2020 ABN Zanna Voysey

Dr Zanna Voysey

2020 ABN Fellowship

The relevance of sleep abnormalities in Huntington’s Disease to disease onset, clinical expression and progression

Sleep abnormalities are common in many forms of dementia. Recently, we have begun to understand that these not only contribute significantly to the cognitive/affective symptoms of these conditions, but may even directly accelerate the disease process. There is also growing evidence that chronic sleep deprivation, so common in modern lifestyles, may put us at risk of dementia. Sleep neurobiology is therefore a key focus of contemporary research into dementia treatment and prevention.

Huntington’s disease (HD) is a particularly useful condition to study when looking at this issue. This is because as a monogenetic, fully penetrant dementia with a prolonged prodromal phase, it facilitates the study sleep problems before and throughout the disease course, and therefore to disentangle the bidirectional relationship between sleep and symptoms/progression of dementia. Moreover, transgenic HD murine models have suggested that improving sleep can improve cognitive outcomes, but as yet there has been no translation to patients.
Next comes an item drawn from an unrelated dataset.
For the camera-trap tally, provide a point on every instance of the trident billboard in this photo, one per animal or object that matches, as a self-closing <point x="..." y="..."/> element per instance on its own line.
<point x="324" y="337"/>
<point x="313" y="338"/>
In this Fellowship I will undertake several unique studies. Firstly, I will complete a fourteen year study that has been tracking sleep problems, as studied by polysomnography, quantitative EEG and actigraphy, against early symptoms in individuals carrying the mutated HD gene. I will then probe causation in the associations identified through two pilot sleep therapy intervention studies. Outcome measures will include both clinical features, polysomnographic changes and fluid biomarkers of HD activity.

This work is designed to deliver the first longitudinal study of sleep in HD, the first sleep intervention studies in HD patients, and the first clinical exploration of the impact of sleep therapies on neurodegenerative pathogenesis. This bears potential to identify new, even disease-modifying treatments for HD, while also revealing novel transferrable insights into the sleep/neurodegeneration interface that cannot currently be gained from studying more common dementias.